Monday, January 7, 2019

Rome Journal: Via Margutta

110 Via Margutta (photo by Francis Levy)
Fellini lived on the Via Margutta which runs parallel to the Via del Corso one of the main arteries off one of Rome’s central shopping areas, the Piazza del Popolo (which is also famous for its Caravaggios). Many Americans know the location not because Fellini lived there, but because it's where Gregory Peck sequesters Audrey Hepburn in Roman Holiday. Picasso also had a studio on the Via Margutta, where he worked on sets for the Ballets Russes. In other words Fellini didn’t live on some recondite street, far from the madding crowd, say like Pasolini, who gravitated to backwaters (he lived way out near the Rebibbia prison with his mother when he first came to Rome and then in the working class neighborhood near the Piazza di Donna Olimpia in Monteverdi). Fellini, who died in l993, lived at 110 and a plaque above its comfortable-looking, almost bourgeois doorway commemorates both the great director and his wife, the actress Guilietta Masina.
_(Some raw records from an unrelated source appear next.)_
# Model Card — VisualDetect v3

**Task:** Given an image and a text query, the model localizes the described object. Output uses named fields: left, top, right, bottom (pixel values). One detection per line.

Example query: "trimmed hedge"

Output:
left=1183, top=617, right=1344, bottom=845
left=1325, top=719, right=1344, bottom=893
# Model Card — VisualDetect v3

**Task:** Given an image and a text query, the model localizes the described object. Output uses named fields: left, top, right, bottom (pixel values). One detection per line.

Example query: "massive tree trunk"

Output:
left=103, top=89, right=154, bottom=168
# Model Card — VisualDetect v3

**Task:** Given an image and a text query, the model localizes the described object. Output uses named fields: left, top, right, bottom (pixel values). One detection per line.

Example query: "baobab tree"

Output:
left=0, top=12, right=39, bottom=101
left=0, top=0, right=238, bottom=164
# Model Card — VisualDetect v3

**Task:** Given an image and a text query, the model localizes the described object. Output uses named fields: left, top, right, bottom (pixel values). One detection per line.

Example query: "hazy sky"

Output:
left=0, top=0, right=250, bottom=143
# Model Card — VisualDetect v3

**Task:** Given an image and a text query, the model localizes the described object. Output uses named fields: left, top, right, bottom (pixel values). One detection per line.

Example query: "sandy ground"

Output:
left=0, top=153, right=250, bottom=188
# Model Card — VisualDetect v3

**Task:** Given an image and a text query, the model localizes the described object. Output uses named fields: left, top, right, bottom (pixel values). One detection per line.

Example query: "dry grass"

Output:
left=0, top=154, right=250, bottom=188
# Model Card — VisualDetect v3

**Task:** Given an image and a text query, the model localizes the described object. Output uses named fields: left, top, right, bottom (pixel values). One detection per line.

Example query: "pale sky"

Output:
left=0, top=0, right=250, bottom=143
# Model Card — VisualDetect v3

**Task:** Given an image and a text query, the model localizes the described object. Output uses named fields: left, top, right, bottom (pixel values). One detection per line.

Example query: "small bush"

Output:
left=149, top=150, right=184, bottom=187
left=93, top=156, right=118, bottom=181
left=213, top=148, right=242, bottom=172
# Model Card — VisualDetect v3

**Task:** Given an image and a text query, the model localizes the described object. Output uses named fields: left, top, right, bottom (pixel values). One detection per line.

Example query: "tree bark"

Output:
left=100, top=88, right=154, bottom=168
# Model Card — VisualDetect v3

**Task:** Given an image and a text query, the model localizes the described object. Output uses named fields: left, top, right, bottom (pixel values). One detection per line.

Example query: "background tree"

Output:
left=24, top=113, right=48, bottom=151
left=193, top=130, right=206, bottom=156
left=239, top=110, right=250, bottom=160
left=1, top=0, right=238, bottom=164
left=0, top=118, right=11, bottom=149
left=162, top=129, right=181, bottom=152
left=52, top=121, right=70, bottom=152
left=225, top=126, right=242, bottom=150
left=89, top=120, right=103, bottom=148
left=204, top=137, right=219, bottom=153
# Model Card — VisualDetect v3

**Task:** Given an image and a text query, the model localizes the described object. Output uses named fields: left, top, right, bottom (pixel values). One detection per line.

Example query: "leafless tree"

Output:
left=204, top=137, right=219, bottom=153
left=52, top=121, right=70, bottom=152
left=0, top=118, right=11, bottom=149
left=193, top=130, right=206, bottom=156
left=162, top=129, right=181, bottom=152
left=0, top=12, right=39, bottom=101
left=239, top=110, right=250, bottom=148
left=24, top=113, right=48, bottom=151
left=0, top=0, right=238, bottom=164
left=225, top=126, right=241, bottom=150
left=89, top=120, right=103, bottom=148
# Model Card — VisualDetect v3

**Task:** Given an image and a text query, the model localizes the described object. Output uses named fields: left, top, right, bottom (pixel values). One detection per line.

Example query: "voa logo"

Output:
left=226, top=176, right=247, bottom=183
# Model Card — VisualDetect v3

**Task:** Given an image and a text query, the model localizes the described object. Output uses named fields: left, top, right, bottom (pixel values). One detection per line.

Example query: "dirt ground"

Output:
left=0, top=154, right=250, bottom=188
Next door is Il Margutta which advertises “vegetarian food and art since l979." On the other side is a shuddered storefront over which a sign simply reads Antichita. Several doorways down down at l04 is a Lavanderia and Lavasecca (06-323-624) and there there’s an expensive men’s shop Sergio Nesci across the way which displays suede shoes in the window and sports a rack of elegant vests. Onc can imagine Fellini in one of the building’s garden apartments looking down on the spillover of from the agora or perhaps venturing across the street to buy himself an ascot. Margutta is long and narrow and full of charm and it’s a perfect place to envision the procession of characters from buxom starlets to tortured intellectuals who made up his Dolce Vita.